What are the important take-aways for India from the G20?
As I said, G20 is at the international level an essay in persuasion about good practices. The Leaders’ Declaration and the Action Programme reflect our concerns that the world economy is not in good shape, that all countries who have influence in global affairs must work together to revive the growth process. In particular, we have been arguing at Los Cabos that infrastructure development is a commodity which can contribute to revival of growth as well as acceleration of the development process. And that is reflected in the Action Programme and also in the statements that were made by the President of the World Bank that they are working on a world infrastructure financing facility. If that comes about it will certainly help us greatly.
What kind of role do you see BRICS playing in the world economy and India’s contribution to it as well?
BRICS is an important factor in the world economy because China, Russia, South Africa, Brazil and India together command a significant proportion of the GDP and trade of the world, and therefore, whatever happens inside or to the development process in these countries has an influence all over the world. I mentioned that as concrete acts the BRICS countries have agreed to a 100 billion dollar currency reserve arrangement. There is also an agreement to start a BRICS bank with 50 billion dollars and the concrete proposal is now being finalized and will be brought before the next Summit of the BRICS.
The Japanese swap enhancement to 50 billion dollars and 100 billion BRICS contingency reserve fund, do you think together these two will have a calming effect on the markets of Indian currency and what should be done domestically to take care of current account deficit?

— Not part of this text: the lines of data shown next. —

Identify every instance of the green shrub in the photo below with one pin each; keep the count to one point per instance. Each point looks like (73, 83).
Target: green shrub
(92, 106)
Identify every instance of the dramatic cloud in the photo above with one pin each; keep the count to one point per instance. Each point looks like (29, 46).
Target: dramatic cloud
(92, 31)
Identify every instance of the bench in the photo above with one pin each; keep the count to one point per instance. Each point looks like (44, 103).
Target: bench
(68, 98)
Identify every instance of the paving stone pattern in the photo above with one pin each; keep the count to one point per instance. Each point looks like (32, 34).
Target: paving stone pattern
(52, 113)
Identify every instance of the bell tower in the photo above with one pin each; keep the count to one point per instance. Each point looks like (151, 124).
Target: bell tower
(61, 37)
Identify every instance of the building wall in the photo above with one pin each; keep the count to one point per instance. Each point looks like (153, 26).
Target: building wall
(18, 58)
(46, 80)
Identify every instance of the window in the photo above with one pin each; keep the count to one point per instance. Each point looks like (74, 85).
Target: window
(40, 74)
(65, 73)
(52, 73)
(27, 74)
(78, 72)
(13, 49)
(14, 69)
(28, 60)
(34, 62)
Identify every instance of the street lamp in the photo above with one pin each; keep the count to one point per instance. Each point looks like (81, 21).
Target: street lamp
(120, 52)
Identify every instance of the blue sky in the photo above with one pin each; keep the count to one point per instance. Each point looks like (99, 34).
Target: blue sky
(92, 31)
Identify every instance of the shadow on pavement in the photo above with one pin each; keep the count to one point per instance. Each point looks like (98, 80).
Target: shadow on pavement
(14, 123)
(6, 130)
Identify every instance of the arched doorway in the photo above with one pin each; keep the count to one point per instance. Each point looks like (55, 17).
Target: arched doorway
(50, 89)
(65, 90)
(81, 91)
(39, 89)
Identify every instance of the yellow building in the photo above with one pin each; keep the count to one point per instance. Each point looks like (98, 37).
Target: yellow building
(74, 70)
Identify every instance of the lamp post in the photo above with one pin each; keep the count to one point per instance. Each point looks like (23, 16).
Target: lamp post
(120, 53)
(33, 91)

On the margins, certainly, what we have agreed with Japan will help, but ultimately, we have to get the fundamentals of our economy in robust health. The last week, Parliament has passed some important legislation, economic legislation. That will also help to revive confidence and we have to work to ensure that the fiscal deficit does not exceed 4.8% and whatever we can do to contain the current account deficit, will be put in practice.

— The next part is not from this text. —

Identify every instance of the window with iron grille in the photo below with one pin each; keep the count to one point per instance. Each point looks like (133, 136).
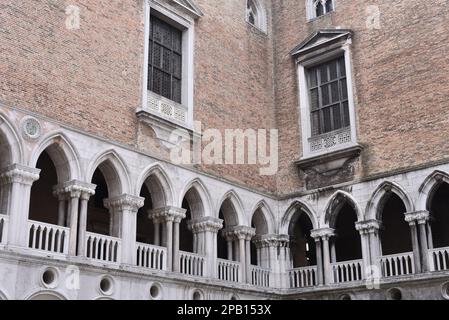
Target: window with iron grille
(165, 60)
(328, 93)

This is a question on the ‘unconventional monetary policy’ followed by different central banks and how their impact should be tackled. The final declaration Clause 14 seems to suggest that Central Banks across the world of advanced economies will continue to be dictated by domestic considerations including price stability? Was your point of view therefore a point that found resonance within the G20? And what can we expect as far as rollback tapering is concerned?
There was widespread appreciation of the point that I made about the unintended consequences of unorthodox monetary policies being pursued by countries like the United States and the Euro Zone. But, I also pointed out in my own speech that I don’t see immediate concrete action because Central Banks are the creation of their domestic legislations, some value their independence, some also have a limited mandate. But overall there was general appreciation that when it comes to consultations on global economic policies, macro-economic policies, for example, in the mutual development process, the countries should be discussing how monetary policies are being shaped, what are the concerns and how we can soften the impact on other countries. So I would say that as a general idea, there was widespread appreciation and in fact most developing countries’ leaders made the same point that I made and I expect that as an essay in persuasion it was a good idea and good ideas are scarce in the world. I do believe sooner or later it will catch attention.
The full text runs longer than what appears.